Aire de répartition naturelle et habitatNatural range & habitat
Cette espèce est endémique de l’île de Hainan, en Chine, et a récemment été découverte dans le nord du Vietnam. Elle fréquente les forêts tropicales sèches et de montagne, y compris les forêts fragmentées ou secondaires, souvent à proximité de cours d’eau, de maquis et de débris rocheux ou ligneux. Son aire de répartition s’étend des basses aux hautes altitudes de l’île, mais la destruction de son habitat menace son aire de répartition limitée.
Caractéristiques physiques
Avec une longueur corporelle comprise entre 12 et 14,7 cm et une queue relativement longue (environ 3,6 à 4,3 cm, soit environ 30 % de la longueur du corps), il pèse entre 50 et 70 g. Son pelage est brun rougeâtre avec une bande dorsale noire bien visible et un ventre plus clair. La queue, les oreilles et les pattes sont presque glabres, et le museau est long et flexible, des caractéristiques parfaitement adaptées pour fouiller le sol et la litière forestière.
Comportement et style de vie
Principalement nocturne ou crépusculaire, cette gymnure se nourrit au sol et utilise des terriers ou un sous-bois dense comme refuge diurne. On la croyait autrefois souterraine, mais les observations actuelles suggèrent que les terriers servent davantage de refuge que de lieu de recherche de nourriture. Elle compte sur sa vitesse, son odorat et sa discrétion, et non sur des épines défensives, pour échapper aux prédateurs.
Communication
On manque de détails, mais comme les espèces apparentées, il utilise probablement le marquage olfactif et peut-être des vocalisations discrètes pour communiquer. Son odorat très développé est sans doute un atout précieux pour la signalisation territoriale et l’orientation dans son environnement.

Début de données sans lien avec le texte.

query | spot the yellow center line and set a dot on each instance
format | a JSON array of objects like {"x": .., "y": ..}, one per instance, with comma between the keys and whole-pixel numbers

Régime alimentaire en milieu sauvage
Il se nourrit principalement d’insectes et de vers de terre, utilisant son museau agile pour fouiller la litière de feuilles. Son rôle écologique est probablement celui d’un insectivore se nourrissant au sol, bien que les détails de son régime alimentaire restent à étudier.
Reproduction et cycle de vie
On en sait peu. Les observations faites sur des espèces apparentées de gymnures suggèrent une petite portée d’œufs nidicoles, mais les détails de la saison de reproduction et du cycle de vie restent inconnus.
Menaces et état de conservation
Le Gymnure de Hainan est classé comme espèce en danger en raison de son aire de répartition extrêmement restreinte et de la grave perte d’habitat due à la déforestation et à l’empiètement agricole. Aucune estimation de sa population n’est disponible et sa conservation exige une protection urgente de son habitat.
Cette espèce en captivité
Aucun spécimen de Gymnure de Hainan n’a été recensé en captivité. Sa rareté, ses mœurs discrètes et ses besoins spécifiques en matière d’habitat rendent son maintien en captivité impossible. La conservation doit donc privilégier la protection in situ.